In this article, we investigate some of the relations between the spectrum of a non-compact, extrinsically bounded submanifold ϕ: Mm → Nn and the Hausdorff dimension of its limit set lim ϕ. In particular, we prove that if ϕ:M2 → R3 is a (complete) minimal surface immersed into an open, bounded, strictly convex subset Ω with C3 -boundary, then M has discrete spectrum, provided that HΨ(lim ϕ ∩ Ω) = 0, where HΨ is the Hausdorff measure of order Ψ(t) = t2 | log t|. Our main theorem, Thm. 2.4, applies to a number of examples recently constructed, by many authors, in the light of Nadirashvili’s discovery of complete bounded minimal disks in R3 , as well as to solutions of Plateau’s problems for non-rectifiable Jordan curves, giving a fairly complete answer to a question posed by S.T. Yau in his Millenium Lectures.

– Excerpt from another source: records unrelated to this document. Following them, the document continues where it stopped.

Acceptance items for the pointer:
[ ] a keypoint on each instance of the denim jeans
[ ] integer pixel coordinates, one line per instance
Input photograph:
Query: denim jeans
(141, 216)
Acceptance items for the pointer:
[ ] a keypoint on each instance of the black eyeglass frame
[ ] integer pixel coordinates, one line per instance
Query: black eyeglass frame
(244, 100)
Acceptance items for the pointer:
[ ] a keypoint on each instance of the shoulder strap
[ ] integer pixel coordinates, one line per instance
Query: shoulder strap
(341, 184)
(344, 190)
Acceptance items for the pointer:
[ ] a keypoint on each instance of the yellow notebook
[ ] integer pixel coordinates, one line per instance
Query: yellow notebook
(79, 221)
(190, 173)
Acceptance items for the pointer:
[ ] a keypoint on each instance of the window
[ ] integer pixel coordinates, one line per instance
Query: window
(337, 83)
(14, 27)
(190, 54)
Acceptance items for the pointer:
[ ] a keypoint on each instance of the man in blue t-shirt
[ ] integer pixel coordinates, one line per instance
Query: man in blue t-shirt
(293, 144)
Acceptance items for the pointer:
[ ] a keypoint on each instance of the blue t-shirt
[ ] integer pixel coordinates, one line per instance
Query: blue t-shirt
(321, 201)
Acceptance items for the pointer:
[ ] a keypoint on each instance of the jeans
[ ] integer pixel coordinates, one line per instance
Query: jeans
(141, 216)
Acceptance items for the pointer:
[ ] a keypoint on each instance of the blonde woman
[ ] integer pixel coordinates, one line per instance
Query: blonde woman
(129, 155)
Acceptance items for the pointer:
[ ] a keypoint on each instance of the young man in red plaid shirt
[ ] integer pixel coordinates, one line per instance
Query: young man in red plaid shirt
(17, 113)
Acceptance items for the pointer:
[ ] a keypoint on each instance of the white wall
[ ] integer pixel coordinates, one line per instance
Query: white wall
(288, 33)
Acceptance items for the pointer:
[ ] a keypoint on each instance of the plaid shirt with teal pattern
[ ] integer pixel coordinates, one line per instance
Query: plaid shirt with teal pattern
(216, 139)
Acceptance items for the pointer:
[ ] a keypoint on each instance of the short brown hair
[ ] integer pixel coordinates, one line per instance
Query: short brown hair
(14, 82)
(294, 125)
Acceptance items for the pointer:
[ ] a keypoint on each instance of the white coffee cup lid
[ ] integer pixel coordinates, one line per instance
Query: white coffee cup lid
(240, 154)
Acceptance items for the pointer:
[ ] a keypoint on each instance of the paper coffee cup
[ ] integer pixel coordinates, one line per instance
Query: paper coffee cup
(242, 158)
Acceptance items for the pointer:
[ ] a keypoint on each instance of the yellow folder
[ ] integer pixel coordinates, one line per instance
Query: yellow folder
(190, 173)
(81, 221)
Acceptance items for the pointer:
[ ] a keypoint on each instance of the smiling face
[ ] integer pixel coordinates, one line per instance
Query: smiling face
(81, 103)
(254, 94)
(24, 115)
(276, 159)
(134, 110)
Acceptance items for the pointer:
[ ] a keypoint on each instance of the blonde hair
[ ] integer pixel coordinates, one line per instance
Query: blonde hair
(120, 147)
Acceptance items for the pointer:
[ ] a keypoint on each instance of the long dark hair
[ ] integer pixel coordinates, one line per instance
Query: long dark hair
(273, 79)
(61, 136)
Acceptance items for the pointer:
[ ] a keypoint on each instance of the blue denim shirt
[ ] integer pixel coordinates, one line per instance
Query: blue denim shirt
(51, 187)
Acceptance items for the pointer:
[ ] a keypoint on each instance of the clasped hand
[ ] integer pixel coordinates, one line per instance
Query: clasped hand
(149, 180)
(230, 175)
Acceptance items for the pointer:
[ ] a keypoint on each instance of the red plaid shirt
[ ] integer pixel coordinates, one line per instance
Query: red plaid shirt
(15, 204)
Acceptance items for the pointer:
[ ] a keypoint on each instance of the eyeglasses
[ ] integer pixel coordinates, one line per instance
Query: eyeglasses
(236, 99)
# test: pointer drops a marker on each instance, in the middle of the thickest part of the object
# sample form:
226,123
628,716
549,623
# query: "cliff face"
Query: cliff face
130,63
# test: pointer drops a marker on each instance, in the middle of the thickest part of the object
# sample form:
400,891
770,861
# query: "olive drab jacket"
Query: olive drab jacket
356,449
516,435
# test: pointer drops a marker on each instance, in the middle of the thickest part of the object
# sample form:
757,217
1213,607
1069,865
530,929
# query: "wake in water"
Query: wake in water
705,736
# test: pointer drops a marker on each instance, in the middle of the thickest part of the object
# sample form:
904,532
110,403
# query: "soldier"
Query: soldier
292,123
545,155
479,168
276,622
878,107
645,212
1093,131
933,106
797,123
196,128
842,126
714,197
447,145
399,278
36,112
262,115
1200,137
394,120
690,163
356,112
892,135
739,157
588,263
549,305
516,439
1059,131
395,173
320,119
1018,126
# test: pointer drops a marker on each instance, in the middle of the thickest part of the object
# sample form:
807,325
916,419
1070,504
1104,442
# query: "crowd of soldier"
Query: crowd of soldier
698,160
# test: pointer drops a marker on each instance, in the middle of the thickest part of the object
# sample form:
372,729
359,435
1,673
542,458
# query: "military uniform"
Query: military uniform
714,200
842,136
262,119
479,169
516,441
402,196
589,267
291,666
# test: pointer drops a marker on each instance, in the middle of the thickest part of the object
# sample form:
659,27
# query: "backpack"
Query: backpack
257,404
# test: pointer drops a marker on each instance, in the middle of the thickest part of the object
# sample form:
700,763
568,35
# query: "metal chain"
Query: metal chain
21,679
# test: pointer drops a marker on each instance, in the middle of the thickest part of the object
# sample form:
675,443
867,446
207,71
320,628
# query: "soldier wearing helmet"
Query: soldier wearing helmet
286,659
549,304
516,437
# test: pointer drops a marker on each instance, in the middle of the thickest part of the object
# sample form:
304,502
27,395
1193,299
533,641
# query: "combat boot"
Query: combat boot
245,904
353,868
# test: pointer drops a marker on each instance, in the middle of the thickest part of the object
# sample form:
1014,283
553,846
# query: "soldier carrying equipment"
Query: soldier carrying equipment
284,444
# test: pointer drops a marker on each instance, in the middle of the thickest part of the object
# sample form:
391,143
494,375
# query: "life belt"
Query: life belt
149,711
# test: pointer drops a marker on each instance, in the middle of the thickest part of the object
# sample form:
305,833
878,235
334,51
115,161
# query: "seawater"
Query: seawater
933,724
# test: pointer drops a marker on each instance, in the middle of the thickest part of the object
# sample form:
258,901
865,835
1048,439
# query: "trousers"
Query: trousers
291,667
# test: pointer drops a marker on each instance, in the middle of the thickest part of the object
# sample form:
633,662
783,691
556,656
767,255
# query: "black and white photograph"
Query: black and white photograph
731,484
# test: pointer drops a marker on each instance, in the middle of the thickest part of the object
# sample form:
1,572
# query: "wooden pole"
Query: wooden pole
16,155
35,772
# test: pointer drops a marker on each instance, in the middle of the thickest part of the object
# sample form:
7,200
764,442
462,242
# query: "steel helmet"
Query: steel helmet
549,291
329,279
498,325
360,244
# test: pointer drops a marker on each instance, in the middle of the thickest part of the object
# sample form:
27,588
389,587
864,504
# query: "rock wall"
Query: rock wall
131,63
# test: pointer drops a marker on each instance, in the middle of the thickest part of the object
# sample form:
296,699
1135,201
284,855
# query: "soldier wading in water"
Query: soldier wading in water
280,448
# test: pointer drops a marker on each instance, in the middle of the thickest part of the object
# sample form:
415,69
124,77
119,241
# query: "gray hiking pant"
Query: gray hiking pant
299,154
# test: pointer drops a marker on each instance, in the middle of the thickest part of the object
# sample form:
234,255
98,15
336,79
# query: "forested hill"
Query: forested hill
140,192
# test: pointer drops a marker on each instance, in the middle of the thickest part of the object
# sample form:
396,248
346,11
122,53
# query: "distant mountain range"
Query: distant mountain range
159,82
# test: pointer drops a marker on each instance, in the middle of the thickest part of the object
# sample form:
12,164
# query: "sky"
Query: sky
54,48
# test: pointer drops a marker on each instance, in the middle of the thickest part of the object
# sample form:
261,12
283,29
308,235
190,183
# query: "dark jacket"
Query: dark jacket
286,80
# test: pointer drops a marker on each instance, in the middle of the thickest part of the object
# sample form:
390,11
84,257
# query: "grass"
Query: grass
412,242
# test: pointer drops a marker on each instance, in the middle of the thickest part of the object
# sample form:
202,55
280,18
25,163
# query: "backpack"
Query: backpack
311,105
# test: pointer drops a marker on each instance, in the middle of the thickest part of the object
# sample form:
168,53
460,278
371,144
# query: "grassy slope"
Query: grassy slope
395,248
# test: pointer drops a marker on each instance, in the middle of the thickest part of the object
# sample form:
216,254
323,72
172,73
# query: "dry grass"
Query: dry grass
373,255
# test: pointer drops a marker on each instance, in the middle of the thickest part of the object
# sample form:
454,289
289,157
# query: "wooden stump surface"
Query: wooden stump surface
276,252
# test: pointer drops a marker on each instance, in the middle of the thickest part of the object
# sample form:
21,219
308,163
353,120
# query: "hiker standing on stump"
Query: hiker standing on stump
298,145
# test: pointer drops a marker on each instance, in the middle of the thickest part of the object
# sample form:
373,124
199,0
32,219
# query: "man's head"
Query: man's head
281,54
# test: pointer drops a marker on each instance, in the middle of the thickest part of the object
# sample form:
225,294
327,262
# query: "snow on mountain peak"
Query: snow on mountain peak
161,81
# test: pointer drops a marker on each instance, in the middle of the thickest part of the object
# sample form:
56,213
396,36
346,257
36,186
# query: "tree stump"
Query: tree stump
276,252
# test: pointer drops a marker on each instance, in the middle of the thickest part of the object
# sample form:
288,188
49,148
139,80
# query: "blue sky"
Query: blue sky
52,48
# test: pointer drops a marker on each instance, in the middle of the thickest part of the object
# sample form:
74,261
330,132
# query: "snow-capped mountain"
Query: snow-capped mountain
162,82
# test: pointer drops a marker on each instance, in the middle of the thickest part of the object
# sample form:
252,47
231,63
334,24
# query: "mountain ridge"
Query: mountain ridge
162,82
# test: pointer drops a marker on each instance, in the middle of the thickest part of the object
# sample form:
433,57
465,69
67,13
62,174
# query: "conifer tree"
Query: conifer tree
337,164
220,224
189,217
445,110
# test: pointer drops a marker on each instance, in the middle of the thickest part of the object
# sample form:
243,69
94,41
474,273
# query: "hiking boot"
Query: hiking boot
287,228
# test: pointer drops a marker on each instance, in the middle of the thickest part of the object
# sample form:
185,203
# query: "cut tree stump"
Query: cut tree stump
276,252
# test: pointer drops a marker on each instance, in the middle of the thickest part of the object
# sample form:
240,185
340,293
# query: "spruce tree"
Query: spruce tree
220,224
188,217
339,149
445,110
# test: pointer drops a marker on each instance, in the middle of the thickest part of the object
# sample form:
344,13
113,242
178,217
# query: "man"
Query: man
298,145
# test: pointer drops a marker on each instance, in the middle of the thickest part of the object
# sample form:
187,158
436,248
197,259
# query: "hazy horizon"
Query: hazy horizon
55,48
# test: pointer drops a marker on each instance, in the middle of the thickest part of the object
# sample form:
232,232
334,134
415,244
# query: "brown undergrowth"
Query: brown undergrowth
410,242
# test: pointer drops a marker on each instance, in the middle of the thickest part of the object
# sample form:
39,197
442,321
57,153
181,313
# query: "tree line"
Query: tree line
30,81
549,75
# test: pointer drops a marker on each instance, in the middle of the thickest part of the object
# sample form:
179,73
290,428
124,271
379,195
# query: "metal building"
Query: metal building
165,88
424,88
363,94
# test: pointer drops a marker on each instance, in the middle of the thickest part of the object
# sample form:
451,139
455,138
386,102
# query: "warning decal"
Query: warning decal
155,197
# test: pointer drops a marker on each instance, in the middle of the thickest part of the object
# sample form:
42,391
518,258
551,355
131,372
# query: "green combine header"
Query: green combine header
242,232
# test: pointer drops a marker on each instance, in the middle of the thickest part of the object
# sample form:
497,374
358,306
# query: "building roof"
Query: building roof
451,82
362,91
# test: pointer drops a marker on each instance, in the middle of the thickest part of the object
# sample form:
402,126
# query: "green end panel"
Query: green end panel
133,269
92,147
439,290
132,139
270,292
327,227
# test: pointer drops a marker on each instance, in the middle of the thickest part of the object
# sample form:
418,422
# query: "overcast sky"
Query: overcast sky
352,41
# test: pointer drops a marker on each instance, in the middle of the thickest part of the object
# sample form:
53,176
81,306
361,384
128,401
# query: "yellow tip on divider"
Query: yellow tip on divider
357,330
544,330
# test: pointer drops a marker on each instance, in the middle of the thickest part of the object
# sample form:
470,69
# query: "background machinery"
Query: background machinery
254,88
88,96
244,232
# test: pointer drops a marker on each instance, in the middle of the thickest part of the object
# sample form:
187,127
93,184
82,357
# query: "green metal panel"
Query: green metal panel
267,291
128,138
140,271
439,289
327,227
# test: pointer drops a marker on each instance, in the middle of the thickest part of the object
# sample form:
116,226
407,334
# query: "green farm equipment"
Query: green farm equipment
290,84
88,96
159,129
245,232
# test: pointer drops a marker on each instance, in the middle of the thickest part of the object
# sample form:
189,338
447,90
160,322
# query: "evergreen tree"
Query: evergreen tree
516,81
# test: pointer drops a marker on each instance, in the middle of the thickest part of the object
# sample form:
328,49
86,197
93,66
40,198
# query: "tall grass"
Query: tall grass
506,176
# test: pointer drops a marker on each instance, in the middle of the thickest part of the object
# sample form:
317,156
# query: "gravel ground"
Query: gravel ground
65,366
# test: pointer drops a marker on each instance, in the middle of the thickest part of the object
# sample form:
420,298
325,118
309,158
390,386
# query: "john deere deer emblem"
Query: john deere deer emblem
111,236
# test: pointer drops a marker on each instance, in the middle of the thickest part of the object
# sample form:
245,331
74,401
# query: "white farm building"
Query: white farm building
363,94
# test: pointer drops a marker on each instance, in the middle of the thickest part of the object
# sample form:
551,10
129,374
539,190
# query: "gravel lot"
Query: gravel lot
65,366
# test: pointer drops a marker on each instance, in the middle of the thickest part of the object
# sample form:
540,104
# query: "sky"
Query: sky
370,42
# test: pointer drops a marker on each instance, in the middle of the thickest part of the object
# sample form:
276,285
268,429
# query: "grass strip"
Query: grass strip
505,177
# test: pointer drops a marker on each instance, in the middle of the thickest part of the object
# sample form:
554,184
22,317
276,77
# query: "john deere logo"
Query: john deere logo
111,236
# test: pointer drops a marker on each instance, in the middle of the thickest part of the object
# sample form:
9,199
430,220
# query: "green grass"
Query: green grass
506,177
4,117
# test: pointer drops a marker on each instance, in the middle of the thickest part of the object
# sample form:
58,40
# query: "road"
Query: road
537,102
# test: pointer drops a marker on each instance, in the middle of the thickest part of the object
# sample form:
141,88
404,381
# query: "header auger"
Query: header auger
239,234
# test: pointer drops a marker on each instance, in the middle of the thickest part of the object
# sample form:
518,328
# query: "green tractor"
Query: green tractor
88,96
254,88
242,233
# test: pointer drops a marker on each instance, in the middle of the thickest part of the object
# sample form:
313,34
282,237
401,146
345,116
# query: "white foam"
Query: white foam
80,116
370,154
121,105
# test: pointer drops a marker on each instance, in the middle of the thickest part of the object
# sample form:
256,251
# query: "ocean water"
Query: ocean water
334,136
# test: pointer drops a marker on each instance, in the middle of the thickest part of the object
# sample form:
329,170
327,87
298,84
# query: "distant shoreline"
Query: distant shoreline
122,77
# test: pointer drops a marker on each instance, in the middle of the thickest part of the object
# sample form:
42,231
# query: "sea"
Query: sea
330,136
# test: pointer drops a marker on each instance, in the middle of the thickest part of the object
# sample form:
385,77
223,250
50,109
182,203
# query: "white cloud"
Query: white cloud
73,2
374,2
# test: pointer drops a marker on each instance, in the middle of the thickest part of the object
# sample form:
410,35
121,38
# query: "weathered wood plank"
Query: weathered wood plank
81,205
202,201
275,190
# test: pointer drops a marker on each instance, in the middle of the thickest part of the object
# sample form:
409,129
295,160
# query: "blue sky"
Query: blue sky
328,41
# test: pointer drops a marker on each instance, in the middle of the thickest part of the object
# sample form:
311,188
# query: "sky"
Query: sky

On the other hand, we present a simple criterion, called the ball property, whose fulfilment guarantees the existence of elements in the essential spectrum. As an application, we show that some of the examples of Jorge-Xavier and Rosenberg-Toubiana of complete minimal surfaces between two planes have essential spectrum σess(−Δ) = [0, ∞).